Получается, что Джоне тридцать один год, и он всего на пять лет старше меня.
– Он сказал, что вырос в Анкоридже.
– Да. Он обижался на отца за то, что тот забрал их оттуда. И вернулся, как только появилась возможность. Сомневаюсь, что когда-нибудь он снова уедет.
Так же, как никогда не уедет и мой отец, думаю я. Но почему? Что держит их на Аляске? Почему это место стоит того, чтобы отказаться от всего остального?
– Иногда он может быть занозой в заднице, но он лучший в мире пилот. Возможно, один из самых сумасшедших, но все мы в той или иной степени так устроены. Некоторые больше остальных.
– Он определенно сделал все, чтобы походить на сумасшедшего дикаря. Не знаю, соглашусь ли я с тобой насчет части о лучшем пилоте.
– «Каб» был слишком мал для вас, – кивает отец так, будто уже слышал эту историю.
– Он специально полетел на этом крошечном самолете, чтобы запутать меня. Я думала, что умру.
– Только не с Джоной у штурвала, – с уверенностью говорит папа. – Он может пойти на такие риски, на которые даже у меня не хватит смелости, но он всегда поступает умно.
«Например, полетел спасать семью Этель», – предполагаю я.
– Меня чуть не стошнило. Пакет был уже наготове и все такое.
Отец ухмыляется.
– Ну, это пошло бы ему на пользу, если бы тебя стошнило. Однажды он летел с группой школьников домой после соревнований по борьбе, и по дороге двоих из них укачало.

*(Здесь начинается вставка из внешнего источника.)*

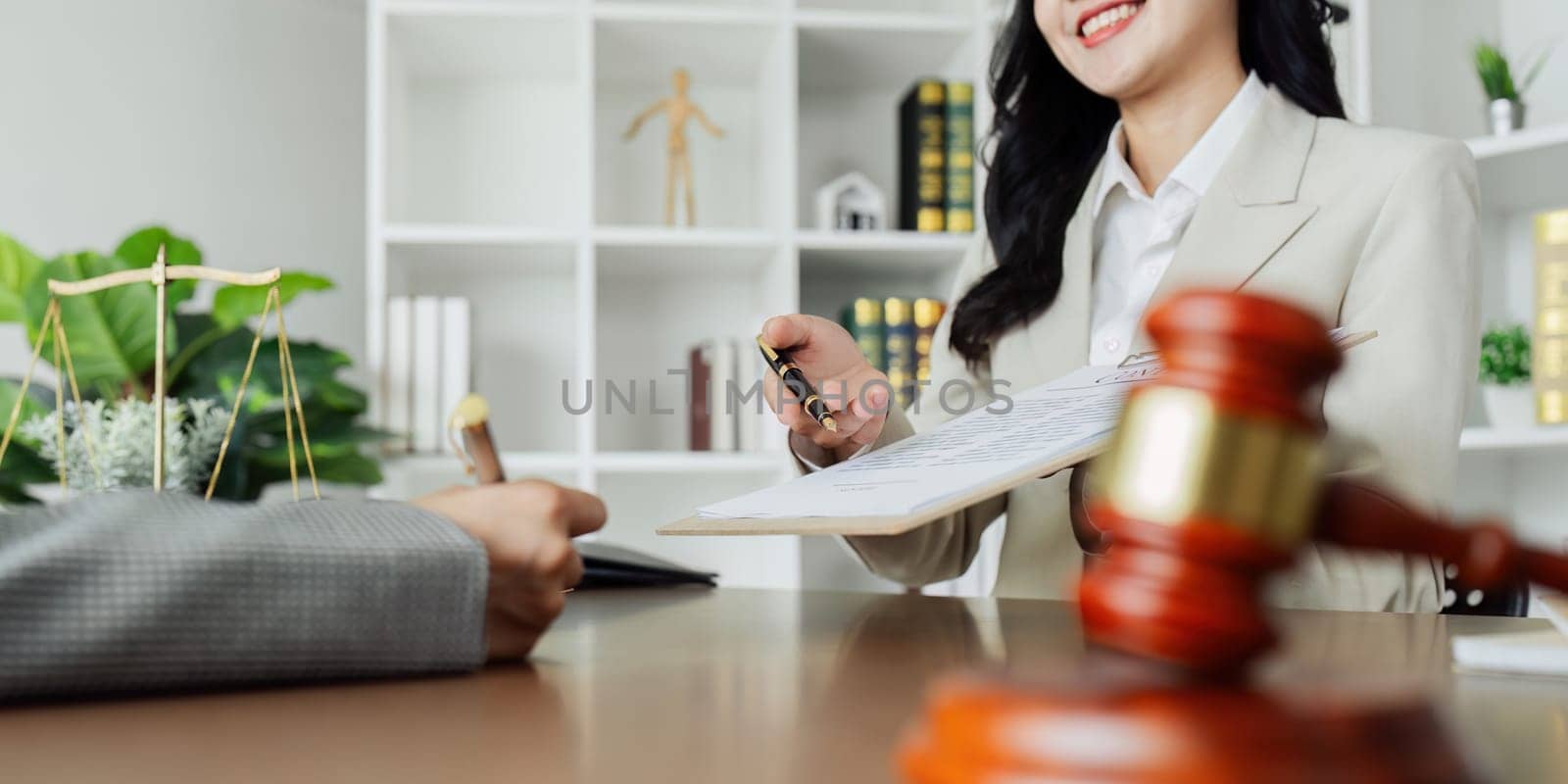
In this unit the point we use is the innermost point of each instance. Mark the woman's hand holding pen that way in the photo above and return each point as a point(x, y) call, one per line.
point(527, 530)
point(857, 394)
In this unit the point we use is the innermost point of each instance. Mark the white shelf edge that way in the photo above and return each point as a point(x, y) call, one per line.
point(514, 462)
point(890, 21)
point(670, 237)
point(1526, 140)
point(462, 234)
point(682, 15)
point(472, 8)
point(1482, 439)
point(830, 240)
point(690, 462)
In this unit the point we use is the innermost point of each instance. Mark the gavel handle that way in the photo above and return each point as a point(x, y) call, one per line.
point(1487, 554)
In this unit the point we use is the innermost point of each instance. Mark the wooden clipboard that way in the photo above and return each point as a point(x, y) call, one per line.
point(882, 525)
point(893, 525)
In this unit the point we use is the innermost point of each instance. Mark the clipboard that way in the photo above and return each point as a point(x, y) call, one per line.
point(904, 522)
point(886, 525)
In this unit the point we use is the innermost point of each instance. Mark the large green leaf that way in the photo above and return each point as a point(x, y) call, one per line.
point(18, 269)
point(232, 305)
point(329, 439)
point(141, 250)
point(112, 333)
point(21, 465)
point(217, 373)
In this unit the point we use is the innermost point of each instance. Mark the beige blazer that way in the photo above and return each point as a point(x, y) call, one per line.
point(1366, 227)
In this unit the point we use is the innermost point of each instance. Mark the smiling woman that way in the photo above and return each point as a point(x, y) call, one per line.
point(1142, 148)
point(1098, 24)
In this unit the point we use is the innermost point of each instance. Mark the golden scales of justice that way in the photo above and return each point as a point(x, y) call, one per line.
point(159, 274)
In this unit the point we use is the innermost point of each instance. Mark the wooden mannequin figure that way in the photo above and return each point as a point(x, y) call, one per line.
point(678, 112)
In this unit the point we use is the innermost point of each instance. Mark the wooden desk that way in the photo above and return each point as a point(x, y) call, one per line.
point(715, 686)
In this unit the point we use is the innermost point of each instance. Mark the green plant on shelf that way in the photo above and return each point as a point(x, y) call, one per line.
point(112, 344)
point(1505, 357)
point(1496, 73)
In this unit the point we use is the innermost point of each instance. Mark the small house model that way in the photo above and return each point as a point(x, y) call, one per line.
point(852, 203)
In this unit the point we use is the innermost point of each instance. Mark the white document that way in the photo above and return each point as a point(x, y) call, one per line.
point(427, 375)
point(455, 375)
point(399, 375)
point(980, 447)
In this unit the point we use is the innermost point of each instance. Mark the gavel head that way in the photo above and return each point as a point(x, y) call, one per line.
point(1211, 482)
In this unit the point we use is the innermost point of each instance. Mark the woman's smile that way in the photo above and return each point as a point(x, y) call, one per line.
point(1102, 23)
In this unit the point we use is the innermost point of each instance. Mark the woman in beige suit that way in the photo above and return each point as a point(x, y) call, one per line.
point(1149, 146)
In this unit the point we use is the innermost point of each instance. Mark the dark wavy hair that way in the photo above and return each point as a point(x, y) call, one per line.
point(1051, 130)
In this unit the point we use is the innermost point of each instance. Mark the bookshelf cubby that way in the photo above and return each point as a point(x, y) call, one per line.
point(498, 172)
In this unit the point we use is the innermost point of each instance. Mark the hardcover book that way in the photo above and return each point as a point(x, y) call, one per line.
point(922, 157)
point(862, 320)
point(1549, 353)
point(960, 132)
point(899, 325)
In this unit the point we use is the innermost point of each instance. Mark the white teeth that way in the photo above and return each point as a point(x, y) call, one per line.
point(1110, 16)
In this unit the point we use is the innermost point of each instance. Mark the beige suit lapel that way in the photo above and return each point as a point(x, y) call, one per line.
point(1251, 211)
point(1058, 337)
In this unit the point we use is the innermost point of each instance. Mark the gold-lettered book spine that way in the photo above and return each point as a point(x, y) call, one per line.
point(1549, 353)
point(899, 349)
point(960, 201)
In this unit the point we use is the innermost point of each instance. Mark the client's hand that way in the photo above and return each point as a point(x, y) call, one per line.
point(525, 529)
point(857, 392)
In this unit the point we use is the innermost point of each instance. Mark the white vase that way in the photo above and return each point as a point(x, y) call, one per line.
point(1505, 117)
point(1509, 407)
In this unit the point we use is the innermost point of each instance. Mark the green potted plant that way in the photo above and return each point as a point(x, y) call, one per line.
point(1502, 91)
point(208, 350)
point(1505, 376)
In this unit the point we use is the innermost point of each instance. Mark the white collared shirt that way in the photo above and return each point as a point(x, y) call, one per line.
point(1136, 235)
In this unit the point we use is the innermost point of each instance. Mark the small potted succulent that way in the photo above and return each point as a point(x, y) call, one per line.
point(1502, 91)
point(1505, 376)
point(109, 446)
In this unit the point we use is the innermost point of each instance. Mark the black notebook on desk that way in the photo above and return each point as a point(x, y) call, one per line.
point(611, 566)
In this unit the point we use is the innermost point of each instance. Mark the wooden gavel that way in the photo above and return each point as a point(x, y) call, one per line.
point(1215, 480)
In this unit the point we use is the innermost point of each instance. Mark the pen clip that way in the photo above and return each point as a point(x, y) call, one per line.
point(454, 425)
point(1141, 360)
point(768, 352)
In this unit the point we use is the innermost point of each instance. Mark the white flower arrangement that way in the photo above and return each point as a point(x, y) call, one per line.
point(122, 443)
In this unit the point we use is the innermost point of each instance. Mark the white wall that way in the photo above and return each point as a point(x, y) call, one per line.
point(1529, 25)
point(239, 122)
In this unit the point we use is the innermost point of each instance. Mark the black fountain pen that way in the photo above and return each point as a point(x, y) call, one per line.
point(797, 384)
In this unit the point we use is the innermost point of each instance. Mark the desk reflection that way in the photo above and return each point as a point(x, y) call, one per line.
point(695, 686)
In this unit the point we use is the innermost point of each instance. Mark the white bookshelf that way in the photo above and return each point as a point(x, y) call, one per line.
point(498, 172)
point(1426, 82)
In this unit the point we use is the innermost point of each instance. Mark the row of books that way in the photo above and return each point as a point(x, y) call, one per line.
point(1549, 353)
point(937, 164)
point(427, 368)
point(728, 412)
point(896, 337)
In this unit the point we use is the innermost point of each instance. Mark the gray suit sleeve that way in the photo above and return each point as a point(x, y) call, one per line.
point(135, 592)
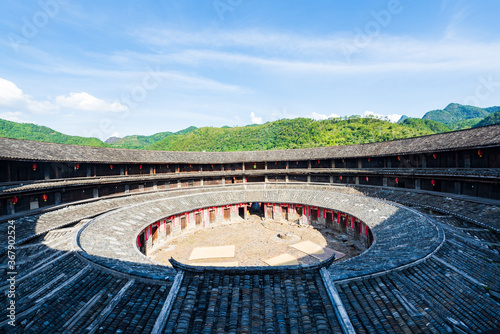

Джона был цвета горохового супа, когда вылез из самолета. Он не может вынести и звука того, что кого-то рвет.
– Жаль, что меня тогда не стошнило, – признаюсь я, делая глоток пива. Правда, это могло затруднить ему посадку самолета.
Тихий смешок отца щекочет мое ухо, когда он тушит сигарету в пустой банке из-под пива.
– Я поговорю с ним. Убедись, что он станет помягче с тобой. Но он не так плох, если узнать его получше. Ты можешь даже обнаружить, что он тебе нравится.